Celle-ci a décidé de répliquer complètement — à l’identique — les systèmes rétro qu’ils ont choisi de proposer, en fournissant une réplique qui se veut exacte, au cycle d’instruction près, afin d’assurer une compatibilité avec la totalité du catalogue d’origine. Puisqu’il s’agit de créer une nouvelle Super Nintendo ou Mega Drive, on peut alors brancher ses cartouches d’origine dans ces nouvelles machines… et celles-ci fonctionnent alors parfaitement. La cartouche pense qu’il s’agit en effet d’une Super Nintendo ou Mega Drive d’origine par exemple.
Mais ces consoles néo-rétro, en plus d’offrir une émulation extrêmement fidèle sans soucis d’artefacts graphiques ou de son déformé ou distordu (typiques d’une émulation logicielle pas forcément toujours aboutie), rajoutent aussi des fonctionnalités modernes. Ainsi, elles peuvent également augmenter la définition de l’image en 1080p en interne tout en gardant une image fidèle à l’original. Pourvues d’un port HDMI pour se brancher sur un téléviseur récent, ces consoles (comme la Mega SG ou la Super NT, un autre modèle d’Analogue, une réplique de la Super Nintendo) offrent le meilleur des deux mondes : fidélité à l’original et confort moderne.
Mais pour en arriver à l’émulation parfaite des différents systèmes, il faut effectuer un travail de titan. Afin de reproduire parfaitement une console, il faut avoir une connaissance absolue des différentes puces qui composent la console d’origine. C’est là qu’on se rend compte de l’ampleur de la tâche accomplie par des acteurs commerciaux comme Analogue, mais aussi et surtout par des passionnés. À ce titre, la France n’est pas dépourvue de talents, comme Sean Gonsalves par exemple, plus connu sous le pseudonyme Furrtek.

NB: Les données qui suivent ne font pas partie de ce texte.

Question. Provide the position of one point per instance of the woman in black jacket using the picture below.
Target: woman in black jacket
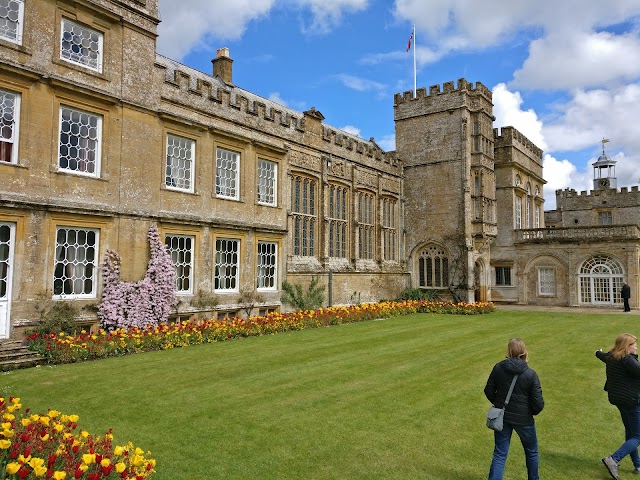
(526, 401)
(623, 390)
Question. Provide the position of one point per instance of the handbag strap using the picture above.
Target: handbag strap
(513, 383)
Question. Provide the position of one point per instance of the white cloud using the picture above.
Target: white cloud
(275, 97)
(328, 13)
(350, 129)
(508, 112)
(592, 115)
(227, 20)
(565, 61)
(362, 84)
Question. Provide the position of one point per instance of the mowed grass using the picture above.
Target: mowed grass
(400, 398)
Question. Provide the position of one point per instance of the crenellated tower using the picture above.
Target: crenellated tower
(445, 139)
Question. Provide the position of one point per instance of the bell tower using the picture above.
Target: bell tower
(604, 171)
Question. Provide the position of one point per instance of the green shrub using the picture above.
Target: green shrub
(419, 294)
(295, 296)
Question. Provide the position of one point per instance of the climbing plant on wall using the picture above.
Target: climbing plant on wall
(138, 304)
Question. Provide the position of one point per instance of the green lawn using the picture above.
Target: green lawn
(399, 398)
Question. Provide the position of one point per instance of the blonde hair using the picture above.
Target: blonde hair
(517, 349)
(623, 342)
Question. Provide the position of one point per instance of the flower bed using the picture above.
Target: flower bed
(61, 348)
(51, 446)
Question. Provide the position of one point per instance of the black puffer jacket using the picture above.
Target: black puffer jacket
(526, 399)
(623, 379)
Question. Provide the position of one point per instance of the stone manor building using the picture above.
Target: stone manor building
(102, 138)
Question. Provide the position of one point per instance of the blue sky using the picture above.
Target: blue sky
(566, 73)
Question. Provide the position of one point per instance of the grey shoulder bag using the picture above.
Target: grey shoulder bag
(495, 416)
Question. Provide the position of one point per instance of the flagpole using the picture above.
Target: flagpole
(414, 60)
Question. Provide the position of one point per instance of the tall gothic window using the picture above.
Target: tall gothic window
(390, 228)
(303, 206)
(337, 221)
(433, 267)
(366, 215)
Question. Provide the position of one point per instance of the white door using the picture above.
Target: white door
(7, 231)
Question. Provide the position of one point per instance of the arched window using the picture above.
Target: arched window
(601, 279)
(433, 267)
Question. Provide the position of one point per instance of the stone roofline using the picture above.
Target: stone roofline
(195, 82)
(447, 87)
(572, 193)
(510, 136)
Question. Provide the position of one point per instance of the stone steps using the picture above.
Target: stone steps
(14, 354)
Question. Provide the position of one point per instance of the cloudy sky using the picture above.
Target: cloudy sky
(566, 73)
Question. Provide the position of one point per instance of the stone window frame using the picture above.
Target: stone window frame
(304, 208)
(233, 183)
(267, 192)
(338, 220)
(98, 141)
(547, 284)
(390, 228)
(366, 223)
(433, 267)
(19, 22)
(518, 212)
(604, 214)
(267, 273)
(184, 265)
(226, 272)
(503, 275)
(65, 25)
(177, 179)
(14, 141)
(61, 258)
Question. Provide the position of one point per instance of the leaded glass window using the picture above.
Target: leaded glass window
(80, 138)
(227, 174)
(227, 264)
(267, 182)
(180, 249)
(303, 201)
(180, 163)
(9, 123)
(81, 45)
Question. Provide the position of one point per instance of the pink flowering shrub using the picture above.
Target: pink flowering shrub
(143, 303)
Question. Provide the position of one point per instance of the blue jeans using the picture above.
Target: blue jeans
(631, 420)
(529, 439)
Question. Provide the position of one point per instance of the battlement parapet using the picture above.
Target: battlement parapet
(358, 145)
(447, 88)
(511, 137)
(625, 197)
(207, 93)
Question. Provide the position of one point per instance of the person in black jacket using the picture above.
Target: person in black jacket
(623, 390)
(625, 293)
(526, 401)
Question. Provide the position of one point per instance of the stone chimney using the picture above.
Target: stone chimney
(222, 66)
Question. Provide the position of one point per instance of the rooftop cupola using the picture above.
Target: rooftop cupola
(604, 171)
(222, 66)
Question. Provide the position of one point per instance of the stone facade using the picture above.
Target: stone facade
(101, 142)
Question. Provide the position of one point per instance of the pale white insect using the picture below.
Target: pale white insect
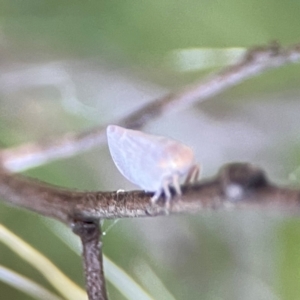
(152, 162)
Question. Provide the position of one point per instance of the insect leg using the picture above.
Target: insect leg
(176, 184)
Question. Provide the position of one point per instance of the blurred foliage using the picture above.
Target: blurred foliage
(215, 256)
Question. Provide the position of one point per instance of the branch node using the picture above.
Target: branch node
(239, 180)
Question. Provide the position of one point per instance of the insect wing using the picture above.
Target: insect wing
(136, 155)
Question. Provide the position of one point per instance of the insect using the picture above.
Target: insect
(154, 163)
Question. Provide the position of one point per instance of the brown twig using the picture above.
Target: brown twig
(255, 62)
(236, 186)
(90, 233)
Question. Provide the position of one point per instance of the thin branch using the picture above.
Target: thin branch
(236, 186)
(90, 233)
(255, 62)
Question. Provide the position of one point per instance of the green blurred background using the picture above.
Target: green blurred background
(68, 66)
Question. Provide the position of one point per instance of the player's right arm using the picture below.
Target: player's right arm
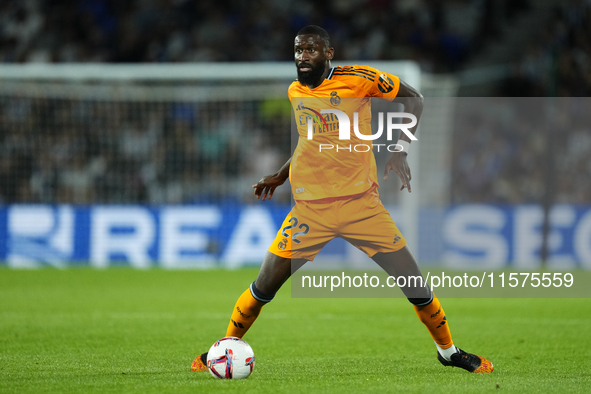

Depuis plusieurs années, il désassemble différents systèmes tels que la Game Boy, la Neo-Geo ou la PC Engine dans le but de cataloguer et produire par retro-engineering des schémas publics permettant une meilleure compréhension, et donc reproduction, de ces systèmes. Il s’agit de documents d’une importance vitale puisque certains constructeurs n’existent plus (Commodore ou Amiga par exemple). D’autres se sont fait racheter au cours des années comme Hudson, père de la PC Engine acquis par Konami en 2012. D’autres encore comme SNK — récemment racheté par la fondation du Prince d’Arabie saoudite, mais différent de l’entreprise de l’époque — ont-ils seulement encore la documentation de systèmes vieux de plusieurs décennies ? Enfin, on voit mal les restants (tels que Nintendo) publier ces éléments, pourtant si critiques à la sauvegarde du patrimoine vidéoludique.
Un travail essentiel pour la préservation de systèmes qui finiront par ne plus marcher. Furrtek explique ainsi l’intérêt de documenter le fonctionnement des systèmes pour pouvoir les reproduire à l’avenir : “le fait de pouvoir définir le fonctionnement logique des consoles dans des langages indépendants du matériel fait […] qu’il n’y a rien besoin d’autre pour décrire précisément comment les circuits logiques fonctionnent.”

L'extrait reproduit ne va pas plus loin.